Le combat est aussi important que manier une arme. Vous êtes susceptibles un jour de ne pas avoir de pistolet ou de couteau, alors il faudra que vous puissiez vous défendre avec votre corps. Nous vous apprendrons à étudier l'attitude de votre adversaire et à utilise vos atouts, continua Quatre.

Nous ignorions tout du classement pour l'instant. C'était mieux ainsi, la pression était amoindrie. Ce que venais d'annoncer mes instructeurs ne me rassuraient en rien. J'observais rapidement les autres, certains étaient bien plus grand que moi. Allions-nous vraiment nous frapper ? Allions-nous vraiment nous infliger cela ? L'échauffement ne suffit pas à apaiser ma tension. J'en étais à prier pour qu'on passe ce jour seulement sur les sacs de sable. Si seulement. Pour l'instant nous cherchions à nous familiariser avec les gestes d'attaque et de défense. C'était une succession de geste avec les bras et les jambes. Il avait fallu trouver une bonne coordination et apprendre à ne pas se blesser en frappant. Anan tapait vraiment fort dans son sac. Son atout en combat serait sa force. J'observais Sarine avec inquiétude. La petite Sarine, la faible érudite, celle qui ne voulait faire de mal à personne. D'abord ils nous avaient mis une arme entre les mains pour nous apprendre à tuer et maintenant ils voulaient qu'on se tape dessus alors que nous avions créé des liens. Je trouvais cela horrible. La violence allait à l'encontre des principes altruistes. Le pistolet, les couteaux. J'abhorrais de plus en plus cette faction de malheur. Leur argument était qu'ils nous apprenaient à nous défendre et à protéger mais je ne voyais que des moyens pour tuer. Quand nous avait-il expliqué les réactions à suivre en cas d'attaque ? Quand nous avaient-ils expliqué comment encadrer les autres factions ? Jamais. Et mon instinct me disait qu'ils ne le feraient pas.

Finalement Tris nous arrêta et nous fit signe de la suivre jusqu'au ring.

Celui qui ne se relève pas est perdant, dit-elle évasivement.

Les premiers sont Anan et April, annonça Quatre.

Au moment où ils s'installèrent, la porte s'ouvrit et Éric nous rejoignit. Son sourire en disait long sur ce qu'il pensait. Il se délectait de la situation. Il jubilait de nous voir si désemparé. A la moindre faute, à la moindre provocation, il nous humilierait. Je détestais sa présence ici et j'espérais que Quatre ou Tris allaient lui dire de partir mais ils n'eurent aucune réaction. Sur le ring April et Anan se jaugeaient du regard. Nous pouvions sentir la tension entre eux. Anan fut le premier à réagir. Il se lança sur April et l'écrasa de tout son poids. La tatoué, réussit par miracle à le retourner et elle lui infligea un coup de genou au niveau du sternum. Elle se redressa fièrement et dans son regard on pouvait lire qu'elle était heureuse d'avoir terminée et vaincu. Pourtant Anan était toujours de la partie. Il lui agrippa la cheville et tira. April tomba tête la première et un étrange « crac » résonna. Quand elle se redressa, on put voir son nez en sang.
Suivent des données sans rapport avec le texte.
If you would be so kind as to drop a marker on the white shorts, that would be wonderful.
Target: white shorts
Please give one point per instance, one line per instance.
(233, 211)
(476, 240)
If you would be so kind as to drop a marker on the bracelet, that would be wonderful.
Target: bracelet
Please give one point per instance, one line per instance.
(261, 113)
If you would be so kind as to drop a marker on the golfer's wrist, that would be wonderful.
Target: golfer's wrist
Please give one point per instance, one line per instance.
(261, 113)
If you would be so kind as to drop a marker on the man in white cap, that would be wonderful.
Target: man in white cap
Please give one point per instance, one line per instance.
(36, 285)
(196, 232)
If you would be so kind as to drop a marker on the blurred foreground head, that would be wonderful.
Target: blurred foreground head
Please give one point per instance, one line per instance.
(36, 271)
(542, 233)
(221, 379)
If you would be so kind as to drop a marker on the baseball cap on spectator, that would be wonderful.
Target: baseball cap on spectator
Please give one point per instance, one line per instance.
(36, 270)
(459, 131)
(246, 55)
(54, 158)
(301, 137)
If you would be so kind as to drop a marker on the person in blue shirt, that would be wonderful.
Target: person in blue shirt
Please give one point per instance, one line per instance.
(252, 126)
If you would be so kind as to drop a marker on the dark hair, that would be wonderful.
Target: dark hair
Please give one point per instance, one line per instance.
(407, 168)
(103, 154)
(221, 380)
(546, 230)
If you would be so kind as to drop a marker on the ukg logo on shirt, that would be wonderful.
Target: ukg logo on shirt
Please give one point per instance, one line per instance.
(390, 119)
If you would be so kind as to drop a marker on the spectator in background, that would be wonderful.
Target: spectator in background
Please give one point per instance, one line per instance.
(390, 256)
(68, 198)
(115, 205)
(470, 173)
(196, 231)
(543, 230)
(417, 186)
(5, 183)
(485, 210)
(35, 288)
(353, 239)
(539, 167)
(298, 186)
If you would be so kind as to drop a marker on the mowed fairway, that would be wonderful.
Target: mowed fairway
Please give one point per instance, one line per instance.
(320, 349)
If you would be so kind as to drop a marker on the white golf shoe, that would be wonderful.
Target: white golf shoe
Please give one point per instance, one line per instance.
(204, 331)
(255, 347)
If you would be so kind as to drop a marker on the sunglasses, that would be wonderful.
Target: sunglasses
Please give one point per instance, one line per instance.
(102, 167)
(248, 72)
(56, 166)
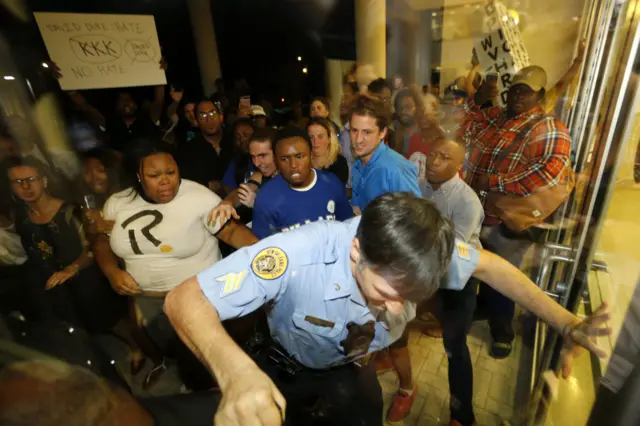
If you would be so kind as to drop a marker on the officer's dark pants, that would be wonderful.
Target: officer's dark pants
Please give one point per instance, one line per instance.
(455, 314)
(498, 308)
(348, 395)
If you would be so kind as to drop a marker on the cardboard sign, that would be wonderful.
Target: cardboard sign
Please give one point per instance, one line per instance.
(100, 51)
(501, 51)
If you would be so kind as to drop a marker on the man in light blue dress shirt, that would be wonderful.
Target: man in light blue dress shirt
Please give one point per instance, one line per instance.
(377, 169)
(334, 292)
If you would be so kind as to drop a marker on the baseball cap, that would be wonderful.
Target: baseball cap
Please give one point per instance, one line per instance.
(533, 76)
(257, 111)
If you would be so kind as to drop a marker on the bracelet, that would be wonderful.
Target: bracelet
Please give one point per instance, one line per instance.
(76, 268)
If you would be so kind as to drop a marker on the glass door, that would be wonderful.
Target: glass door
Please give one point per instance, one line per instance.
(592, 258)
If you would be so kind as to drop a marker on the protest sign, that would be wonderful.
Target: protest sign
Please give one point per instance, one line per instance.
(502, 51)
(101, 51)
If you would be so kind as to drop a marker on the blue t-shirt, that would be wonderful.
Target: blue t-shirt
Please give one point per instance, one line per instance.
(278, 207)
(386, 171)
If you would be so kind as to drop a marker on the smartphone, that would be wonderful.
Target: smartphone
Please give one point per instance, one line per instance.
(492, 77)
(245, 102)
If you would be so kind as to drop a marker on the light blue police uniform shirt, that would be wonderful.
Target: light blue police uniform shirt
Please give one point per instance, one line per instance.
(304, 276)
(386, 171)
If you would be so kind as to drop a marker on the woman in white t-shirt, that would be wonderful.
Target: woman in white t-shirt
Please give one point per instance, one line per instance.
(161, 233)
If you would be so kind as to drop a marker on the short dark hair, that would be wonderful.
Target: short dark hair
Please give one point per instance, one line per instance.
(109, 161)
(372, 106)
(134, 154)
(324, 101)
(215, 105)
(263, 135)
(290, 132)
(405, 239)
(378, 85)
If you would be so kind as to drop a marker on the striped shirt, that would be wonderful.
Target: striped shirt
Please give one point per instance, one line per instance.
(536, 163)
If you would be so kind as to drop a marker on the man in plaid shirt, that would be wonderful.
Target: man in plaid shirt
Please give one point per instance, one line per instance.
(542, 152)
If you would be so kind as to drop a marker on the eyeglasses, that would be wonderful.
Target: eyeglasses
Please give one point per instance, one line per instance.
(205, 115)
(29, 180)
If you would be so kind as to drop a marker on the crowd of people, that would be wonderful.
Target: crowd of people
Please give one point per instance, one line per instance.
(334, 232)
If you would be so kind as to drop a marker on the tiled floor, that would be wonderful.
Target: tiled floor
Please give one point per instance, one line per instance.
(500, 392)
(499, 389)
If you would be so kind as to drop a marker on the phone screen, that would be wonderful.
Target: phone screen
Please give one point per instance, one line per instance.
(245, 102)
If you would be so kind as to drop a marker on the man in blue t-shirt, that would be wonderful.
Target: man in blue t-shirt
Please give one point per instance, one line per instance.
(299, 194)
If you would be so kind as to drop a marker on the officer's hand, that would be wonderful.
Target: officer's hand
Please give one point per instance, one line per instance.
(123, 283)
(224, 211)
(251, 400)
(580, 336)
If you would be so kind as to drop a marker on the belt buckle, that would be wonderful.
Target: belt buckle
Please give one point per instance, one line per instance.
(284, 362)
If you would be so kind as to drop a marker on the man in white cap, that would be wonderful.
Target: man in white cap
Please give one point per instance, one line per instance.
(517, 151)
(258, 116)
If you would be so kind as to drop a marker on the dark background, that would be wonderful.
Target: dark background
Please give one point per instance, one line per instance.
(258, 40)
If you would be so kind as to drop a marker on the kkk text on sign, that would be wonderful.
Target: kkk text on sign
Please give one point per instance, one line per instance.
(101, 51)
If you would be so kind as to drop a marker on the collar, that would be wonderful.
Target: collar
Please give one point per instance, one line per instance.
(380, 151)
(527, 115)
(310, 186)
(448, 186)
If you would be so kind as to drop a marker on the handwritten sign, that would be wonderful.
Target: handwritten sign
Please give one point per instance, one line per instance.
(501, 51)
(101, 51)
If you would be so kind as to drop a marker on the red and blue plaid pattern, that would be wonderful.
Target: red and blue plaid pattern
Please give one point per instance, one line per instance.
(537, 163)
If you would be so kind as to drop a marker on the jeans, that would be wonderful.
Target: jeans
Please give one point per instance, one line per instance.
(456, 315)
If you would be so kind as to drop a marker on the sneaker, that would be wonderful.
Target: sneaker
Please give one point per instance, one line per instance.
(401, 405)
(457, 423)
(383, 363)
(500, 350)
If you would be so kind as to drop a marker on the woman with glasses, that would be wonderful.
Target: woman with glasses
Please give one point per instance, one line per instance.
(64, 284)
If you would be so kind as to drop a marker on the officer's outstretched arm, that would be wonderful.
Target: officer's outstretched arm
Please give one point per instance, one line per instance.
(249, 396)
(511, 282)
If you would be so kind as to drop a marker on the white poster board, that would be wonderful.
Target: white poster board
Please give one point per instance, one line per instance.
(501, 51)
(97, 51)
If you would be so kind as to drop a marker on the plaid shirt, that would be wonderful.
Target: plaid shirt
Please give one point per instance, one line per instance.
(537, 163)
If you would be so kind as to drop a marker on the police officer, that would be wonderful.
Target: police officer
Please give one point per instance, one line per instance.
(335, 292)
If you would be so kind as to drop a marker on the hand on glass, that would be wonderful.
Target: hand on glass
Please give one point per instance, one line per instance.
(176, 95)
(246, 195)
(579, 336)
(61, 277)
(251, 399)
(223, 211)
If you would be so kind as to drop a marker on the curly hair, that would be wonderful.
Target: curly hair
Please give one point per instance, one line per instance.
(371, 106)
(334, 145)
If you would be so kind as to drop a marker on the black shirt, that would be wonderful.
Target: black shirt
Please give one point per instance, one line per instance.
(120, 135)
(340, 168)
(199, 161)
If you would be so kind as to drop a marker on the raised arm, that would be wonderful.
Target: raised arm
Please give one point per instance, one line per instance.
(511, 282)
(249, 396)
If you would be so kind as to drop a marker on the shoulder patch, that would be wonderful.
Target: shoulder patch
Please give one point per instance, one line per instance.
(232, 283)
(270, 263)
(463, 250)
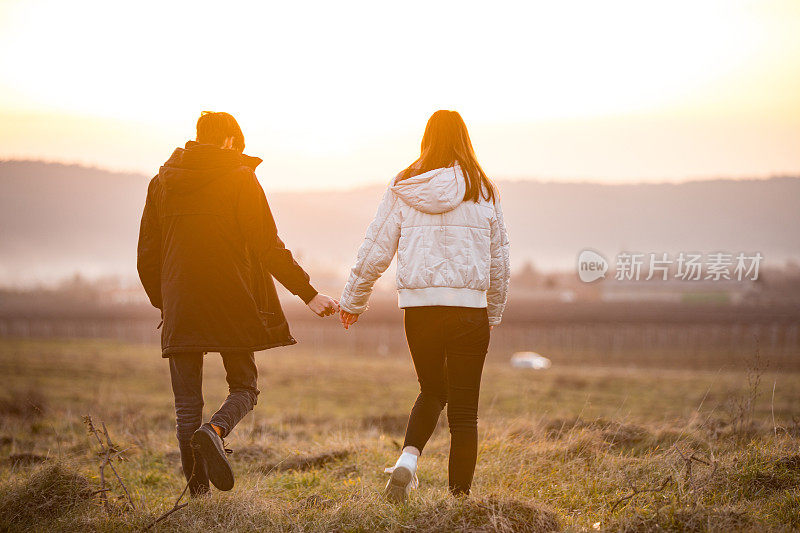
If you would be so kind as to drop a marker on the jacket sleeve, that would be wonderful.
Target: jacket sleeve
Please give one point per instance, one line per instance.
(500, 268)
(374, 256)
(148, 256)
(261, 234)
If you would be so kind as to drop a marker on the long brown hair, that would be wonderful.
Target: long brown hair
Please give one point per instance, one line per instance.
(446, 142)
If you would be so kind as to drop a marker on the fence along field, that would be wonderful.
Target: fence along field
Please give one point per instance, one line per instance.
(643, 334)
(651, 419)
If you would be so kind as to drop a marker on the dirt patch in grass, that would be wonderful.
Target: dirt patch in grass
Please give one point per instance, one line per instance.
(303, 462)
(386, 423)
(51, 491)
(25, 458)
(483, 516)
(697, 520)
(762, 479)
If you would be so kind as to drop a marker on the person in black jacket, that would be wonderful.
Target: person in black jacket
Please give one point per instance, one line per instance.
(208, 251)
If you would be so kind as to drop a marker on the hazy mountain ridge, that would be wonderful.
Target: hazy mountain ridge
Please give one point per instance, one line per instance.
(56, 219)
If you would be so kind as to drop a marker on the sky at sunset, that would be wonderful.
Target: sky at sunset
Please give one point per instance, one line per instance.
(336, 94)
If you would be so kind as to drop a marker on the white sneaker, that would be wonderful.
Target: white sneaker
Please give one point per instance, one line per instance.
(401, 482)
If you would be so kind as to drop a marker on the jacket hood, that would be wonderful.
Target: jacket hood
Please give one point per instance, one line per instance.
(197, 165)
(433, 192)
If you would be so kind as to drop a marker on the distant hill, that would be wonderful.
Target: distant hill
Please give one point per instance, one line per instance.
(58, 219)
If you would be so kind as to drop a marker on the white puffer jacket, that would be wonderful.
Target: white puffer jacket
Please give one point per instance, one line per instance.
(449, 252)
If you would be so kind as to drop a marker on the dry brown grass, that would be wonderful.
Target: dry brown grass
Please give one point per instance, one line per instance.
(575, 449)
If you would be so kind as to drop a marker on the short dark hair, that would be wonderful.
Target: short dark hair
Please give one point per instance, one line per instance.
(214, 127)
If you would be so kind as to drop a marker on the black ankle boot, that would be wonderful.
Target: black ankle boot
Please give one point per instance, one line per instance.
(194, 468)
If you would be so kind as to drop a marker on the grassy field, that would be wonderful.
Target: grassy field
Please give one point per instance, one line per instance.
(571, 448)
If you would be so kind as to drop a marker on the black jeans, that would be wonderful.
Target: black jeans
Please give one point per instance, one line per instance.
(186, 371)
(448, 346)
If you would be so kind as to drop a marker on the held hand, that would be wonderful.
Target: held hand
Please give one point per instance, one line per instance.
(348, 319)
(323, 305)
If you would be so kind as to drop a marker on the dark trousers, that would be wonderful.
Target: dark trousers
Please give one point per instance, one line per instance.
(448, 346)
(186, 371)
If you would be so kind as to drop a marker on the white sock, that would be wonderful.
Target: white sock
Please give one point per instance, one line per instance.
(407, 460)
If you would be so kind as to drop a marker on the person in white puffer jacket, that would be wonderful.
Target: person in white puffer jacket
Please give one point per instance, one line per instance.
(442, 218)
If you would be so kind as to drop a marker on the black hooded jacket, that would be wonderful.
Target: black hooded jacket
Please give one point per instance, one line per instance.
(208, 250)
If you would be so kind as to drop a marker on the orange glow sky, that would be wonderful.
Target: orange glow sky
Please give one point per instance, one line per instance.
(336, 94)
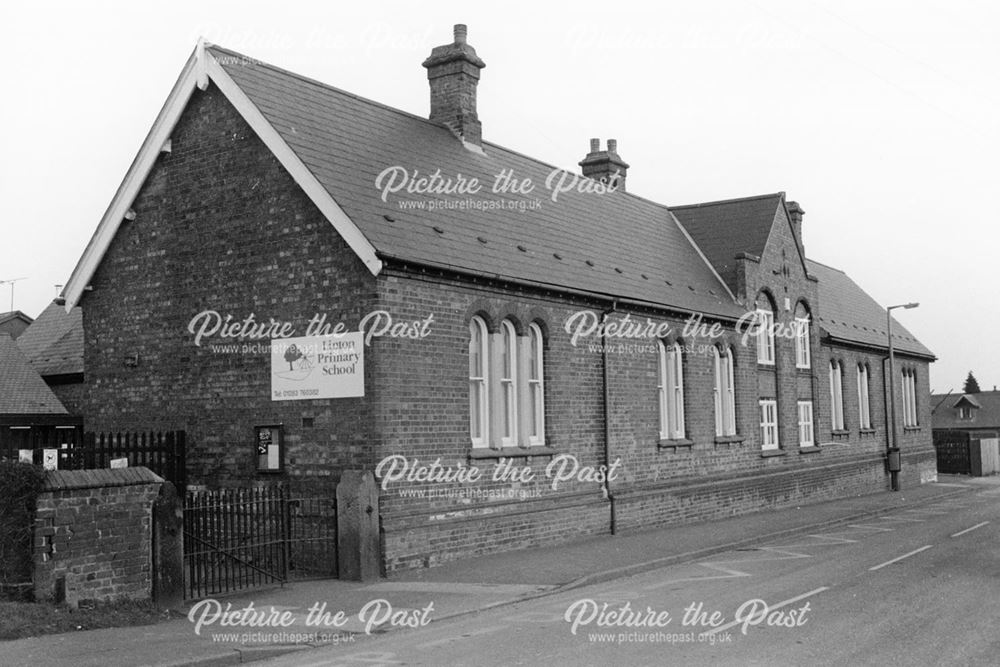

Salaud ! couina-t-elle. Cette fois-ci je ne vais pas me gêner pour te frapper. Il n'y aura aucun instructeur pour m'empêcher de te tuer.

Anan ne répliqua rien, il se plaça en position de défense, les bras lui protégeant le visage et le torse. Je pense qu'il avait sous-estimé la colère d'April. Elle ressemblait à une véritable furie quand elle se jeta sur lui. Quelques minutes plus tard, April se révélait triomphante. Anan avait le nez cassé, tout comme elle, et il se tordait de douleur sur le sol.

April tu vas suivre Tris à l'infirmerie.

L'ex-sincère hocha la tête et suivit une Tris qui soutenait Anan. Sur le ring on pouvait voir des traces de sang. Je jetais un œil à Éric, il était satisfait. Accoudé contre le mur il ne nous lâchait pas du regard. Lorsqu'il tourna les yeux vers moi, je détournais le regard. Je me souvenais qu'il avait promis qu'il se vengerait.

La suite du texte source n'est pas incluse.